Driving slower than others, but not too slow, isn’t cause for a stop. The use of community caretaking function as an excuse here doesn’t work because there are no objective facts to support it. Agreda v. State, 2014 Fla. App. LEXIS 19703 (Fla. 2d DCA December 3, 2014):

The detective’s subjective intentions aside, the circumstances of this case simply did not present an objective basis for a stop pursuant to law enforcement’s so-called community caretaking function. See Holland v. State, 696 So. 2d 757 (Fla. 1997) (adopting test of objective reasonableness for traffic stops as enunciated in Whren v. United States, 517 U.S. 806, 116 S. Ct. 1769, 135 L. Ed. 2d 89 (1996)). “Even a stop pursuant to an officer’s community caretaking responsibilities … must be based on specific articulable facts showing that the stop was necessary for the protection of the public.” Majors v. State, 70 So. 3d 655, 661 (Fla. 1st DCA 2011). Although the car was traveling below the speed limit, its speed was within the legally permissible range. The detective’s concern about the driving speed was based in part on his observation that people generally drove over the speed limit, not under it. On appeal, the State points to this testimony and asserts that the car was actually traveling 30 miles per hour less than the normal practice. But it would be a strange world indeed if under the Fourth Amendment a search and seizure could be justified by the subject’s failure to engage in typical law-breaking behavior.

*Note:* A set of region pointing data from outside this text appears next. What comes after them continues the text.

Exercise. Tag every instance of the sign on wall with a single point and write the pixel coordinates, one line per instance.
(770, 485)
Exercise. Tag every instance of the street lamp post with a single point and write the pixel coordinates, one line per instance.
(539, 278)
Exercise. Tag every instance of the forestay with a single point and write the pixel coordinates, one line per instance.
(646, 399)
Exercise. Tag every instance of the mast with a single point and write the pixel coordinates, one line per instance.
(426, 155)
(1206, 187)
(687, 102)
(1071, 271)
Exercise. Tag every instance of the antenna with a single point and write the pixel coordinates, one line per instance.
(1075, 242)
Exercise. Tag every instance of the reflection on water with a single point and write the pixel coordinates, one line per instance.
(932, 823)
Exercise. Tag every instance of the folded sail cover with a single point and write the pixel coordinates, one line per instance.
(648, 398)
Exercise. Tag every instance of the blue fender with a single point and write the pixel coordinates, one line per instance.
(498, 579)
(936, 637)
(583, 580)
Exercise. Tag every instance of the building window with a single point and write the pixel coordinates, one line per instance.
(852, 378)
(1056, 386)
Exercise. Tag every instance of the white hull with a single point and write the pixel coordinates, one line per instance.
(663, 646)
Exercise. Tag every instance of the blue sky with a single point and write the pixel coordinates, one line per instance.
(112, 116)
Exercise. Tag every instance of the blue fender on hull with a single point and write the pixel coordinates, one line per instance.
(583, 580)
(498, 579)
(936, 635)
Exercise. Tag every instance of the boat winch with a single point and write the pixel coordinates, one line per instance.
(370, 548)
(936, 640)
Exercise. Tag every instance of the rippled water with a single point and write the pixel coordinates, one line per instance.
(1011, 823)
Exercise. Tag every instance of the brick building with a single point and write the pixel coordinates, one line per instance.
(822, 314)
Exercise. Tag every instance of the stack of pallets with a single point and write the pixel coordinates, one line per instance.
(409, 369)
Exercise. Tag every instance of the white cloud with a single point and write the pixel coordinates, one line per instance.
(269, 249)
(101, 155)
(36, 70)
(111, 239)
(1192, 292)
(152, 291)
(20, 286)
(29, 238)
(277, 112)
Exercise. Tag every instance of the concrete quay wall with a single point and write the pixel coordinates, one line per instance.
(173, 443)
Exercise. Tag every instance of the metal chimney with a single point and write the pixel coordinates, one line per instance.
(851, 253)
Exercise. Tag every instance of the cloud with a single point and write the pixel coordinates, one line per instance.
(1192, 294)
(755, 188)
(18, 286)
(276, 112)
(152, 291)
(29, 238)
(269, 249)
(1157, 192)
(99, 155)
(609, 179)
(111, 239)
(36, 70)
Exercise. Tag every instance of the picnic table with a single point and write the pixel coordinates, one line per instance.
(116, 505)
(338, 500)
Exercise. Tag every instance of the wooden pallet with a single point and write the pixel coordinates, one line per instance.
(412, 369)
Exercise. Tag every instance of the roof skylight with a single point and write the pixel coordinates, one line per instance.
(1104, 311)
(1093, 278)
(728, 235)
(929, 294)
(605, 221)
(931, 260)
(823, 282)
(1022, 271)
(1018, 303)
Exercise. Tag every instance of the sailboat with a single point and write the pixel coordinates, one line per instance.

Here, the detective observed nothing to objectively suggest that there was a problem with the car or driver. In the absence of something more than simply driving more slowly than most motorists, the stop here was not justified. See Faunce v. State, 884 So. 2d 504 (Fla. 1st DCA 2004) (invalidating stop when car, on dirt road at night, was traveling twenty miles below speed limit but was not swerving or giving indication of mechanical trouble); cf. Bailey v. State, 319 So. 2d 22 (Fla. 1975) (upholding stop, although suppressing evidence for other reasons, when car was weaving and traveling below posted speed on Florida Turnpike); State v. Davidson, 744 So. 2d 1180 (Fla. 2d DCA 1999) (concluding that stop was justified when car was traveling below speed limit and continually correcting after drifting over the line).